Oliver Minatel

Un Brésilien à Ottawa pour se faire voir

S'il y a un joueur du Fury d'Ottawa qui a hâte de s'envoler vers la Floride lundi, c'est bien Oliver Minatel.
Le Brésilien de 21 ans a déjà joué au soccer en Hollande et au Portugal depuis le début de sa jeune carrière, mais il ne s'était jamais aventuré aussi loin vers le nord auparavant.
«Quand j'ai quitté le Brésil, il faisait 35°C. En débarquant à Ottawa en février, c'était -25°C. Je n'avais jamais eu aussi froid de toute ma vie», a raconté celui qui fera partie des joueurs vedettes du Fury cette saison.
La température glaciale n'a pas été la seule adaptation à laquelle a dû se soumettre celui qui évoluait en deuxième division au Brésil avant de se joindre à l'équipe d'expansion d'Ottawa. Avant de découvrir le tapis blanc qui recouvre la région, il n'avait jamais joué sur une surface synthétique comme celle du CBB.

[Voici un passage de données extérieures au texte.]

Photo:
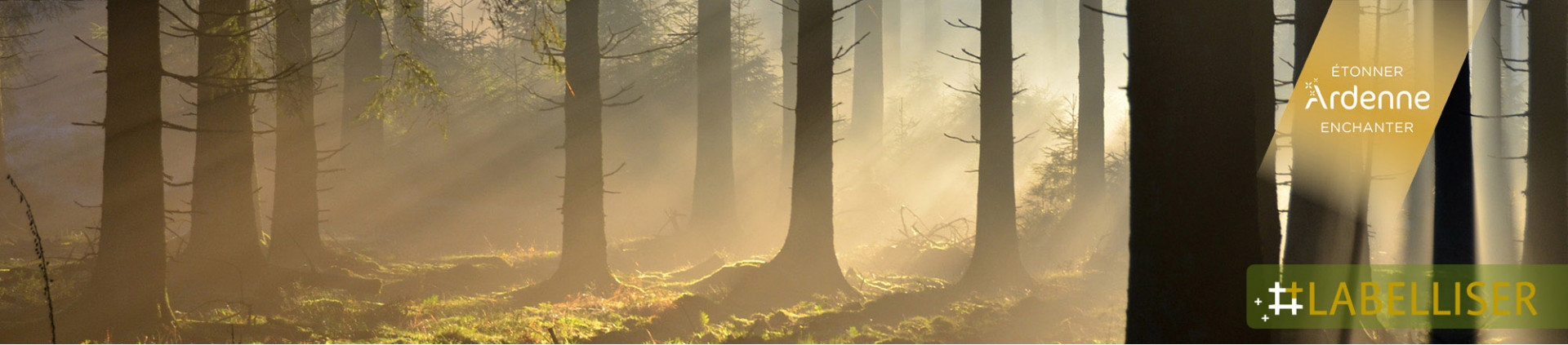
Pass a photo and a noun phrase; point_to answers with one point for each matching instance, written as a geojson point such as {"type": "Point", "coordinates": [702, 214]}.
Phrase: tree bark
{"type": "Point", "coordinates": [714, 197]}
{"type": "Point", "coordinates": [933, 32]}
{"type": "Point", "coordinates": [126, 294]}
{"type": "Point", "coordinates": [1192, 170]}
{"type": "Point", "coordinates": [296, 234]}
{"type": "Point", "coordinates": [1547, 224]}
{"type": "Point", "coordinates": [791, 55]}
{"type": "Point", "coordinates": [225, 237]}
{"type": "Point", "coordinates": [996, 259]}
{"type": "Point", "coordinates": [806, 265]}
{"type": "Point", "coordinates": [584, 245]}
{"type": "Point", "coordinates": [1547, 187]}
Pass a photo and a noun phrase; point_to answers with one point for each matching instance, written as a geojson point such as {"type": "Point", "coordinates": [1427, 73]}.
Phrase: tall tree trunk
{"type": "Point", "coordinates": [126, 297]}
{"type": "Point", "coordinates": [1454, 201]}
{"type": "Point", "coordinates": [361, 132]}
{"type": "Point", "coordinates": [225, 236]}
{"type": "Point", "coordinates": [714, 197]}
{"type": "Point", "coordinates": [996, 259]}
{"type": "Point", "coordinates": [1090, 171]}
{"type": "Point", "coordinates": [1267, 188]}
{"type": "Point", "coordinates": [1321, 229]}
{"type": "Point", "coordinates": [584, 246]}
{"type": "Point", "coordinates": [1547, 224]}
{"type": "Point", "coordinates": [789, 49]}
{"type": "Point", "coordinates": [296, 234]}
{"type": "Point", "coordinates": [806, 265]}
{"type": "Point", "coordinates": [867, 113]}
{"type": "Point", "coordinates": [1494, 187]}
{"type": "Point", "coordinates": [1194, 166]}
{"type": "Point", "coordinates": [1322, 226]}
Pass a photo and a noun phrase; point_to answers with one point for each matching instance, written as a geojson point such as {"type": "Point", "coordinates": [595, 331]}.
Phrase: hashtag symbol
{"type": "Point", "coordinates": [1293, 306]}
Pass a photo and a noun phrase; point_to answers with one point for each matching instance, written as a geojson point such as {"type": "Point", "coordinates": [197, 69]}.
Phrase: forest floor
{"type": "Point", "coordinates": [463, 300]}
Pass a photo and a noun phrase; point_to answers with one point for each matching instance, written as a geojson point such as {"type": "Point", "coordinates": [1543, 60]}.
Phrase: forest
{"type": "Point", "coordinates": [734, 171]}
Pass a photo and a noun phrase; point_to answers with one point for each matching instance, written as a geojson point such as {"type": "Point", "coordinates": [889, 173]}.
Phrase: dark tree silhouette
{"type": "Point", "coordinates": [296, 234]}
{"type": "Point", "coordinates": [1192, 168]}
{"type": "Point", "coordinates": [126, 297]}
{"type": "Point", "coordinates": [1454, 198]}
{"type": "Point", "coordinates": [714, 197]}
{"type": "Point", "coordinates": [225, 241]}
{"type": "Point", "coordinates": [1089, 176]}
{"type": "Point", "coordinates": [867, 113]}
{"type": "Point", "coordinates": [996, 259]}
{"type": "Point", "coordinates": [806, 263]}
{"type": "Point", "coordinates": [361, 132]}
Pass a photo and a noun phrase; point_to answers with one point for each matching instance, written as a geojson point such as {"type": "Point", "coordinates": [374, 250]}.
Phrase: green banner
{"type": "Point", "coordinates": [1407, 297]}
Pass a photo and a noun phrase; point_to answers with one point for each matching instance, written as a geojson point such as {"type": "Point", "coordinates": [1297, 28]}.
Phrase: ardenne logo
{"type": "Point", "coordinates": [1355, 98]}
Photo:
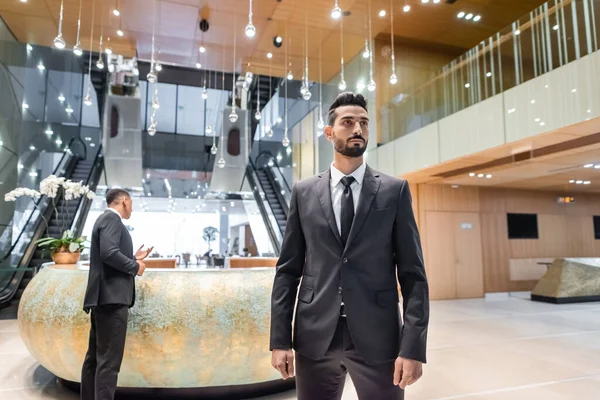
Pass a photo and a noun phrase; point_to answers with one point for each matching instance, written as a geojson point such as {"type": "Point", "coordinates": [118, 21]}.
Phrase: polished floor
{"type": "Point", "coordinates": [501, 348]}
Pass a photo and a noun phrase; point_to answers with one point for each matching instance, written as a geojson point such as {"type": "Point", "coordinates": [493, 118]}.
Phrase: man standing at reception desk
{"type": "Point", "coordinates": [110, 293]}
{"type": "Point", "coordinates": [351, 232]}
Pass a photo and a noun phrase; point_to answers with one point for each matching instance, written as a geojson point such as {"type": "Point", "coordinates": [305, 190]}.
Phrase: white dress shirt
{"type": "Point", "coordinates": [337, 189]}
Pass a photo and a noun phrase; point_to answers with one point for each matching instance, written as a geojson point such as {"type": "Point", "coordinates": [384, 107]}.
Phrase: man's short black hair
{"type": "Point", "coordinates": [345, 99]}
{"type": "Point", "coordinates": [113, 195]}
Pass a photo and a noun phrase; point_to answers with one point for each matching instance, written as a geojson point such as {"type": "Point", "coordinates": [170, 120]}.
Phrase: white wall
{"type": "Point", "coordinates": [563, 97]}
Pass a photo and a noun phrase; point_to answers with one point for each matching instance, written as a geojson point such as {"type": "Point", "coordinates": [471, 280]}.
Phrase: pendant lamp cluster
{"type": "Point", "coordinates": [152, 77]}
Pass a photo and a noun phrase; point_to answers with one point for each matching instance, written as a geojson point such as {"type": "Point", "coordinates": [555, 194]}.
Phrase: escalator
{"type": "Point", "coordinates": [24, 259]}
{"type": "Point", "coordinates": [272, 194]}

«C'est très différent comme surface de jeu. Au début, j'ai eu de la difficulté à m'adapter à l'entraînement intérieur. L'air que l'on respire n'est pas la même. La vélocité du jeu est différente. Le jeu est plus lent. Les vents n'influencent pas le mouvement du jeu. Le ballon est toujours sec parce que le gazon n'est jamais mouillé», a-t-il expliqué à l'issue d'un entraînement au Complexe Branchaud-Brière (CBB) cette semaine.
Un diamant à l'état brut
Ce n'est donc pas pour le climat canadien qu'Oliver Minatel a accepté de se joindre au Fury. Le talentueux attaquant a déjà évolué en première division au Portugal malgré ses 18 ans. Il a vécu quelques moments de gloire en jouant dans de gros stades pendant les qualifications à la coupe d'Europe. À 21 ans, il demeure un diamant à l'état brut. À Ottawa, il veut se faire voir.
«Je suis d'abord ici pour aider l'équipe à gagner des matches. Il faut que le Fury impressionne dès la première année. Je crois que nous avons les qualités pour le faire. Si nous arrivons à gagner des matches, ça sera bon pour tous les joueurs qui veulent accéder au niveau supérieur. Passer au prochain niveau, comme la Major League Soccer (MLS), c'est un de mes objectifs.»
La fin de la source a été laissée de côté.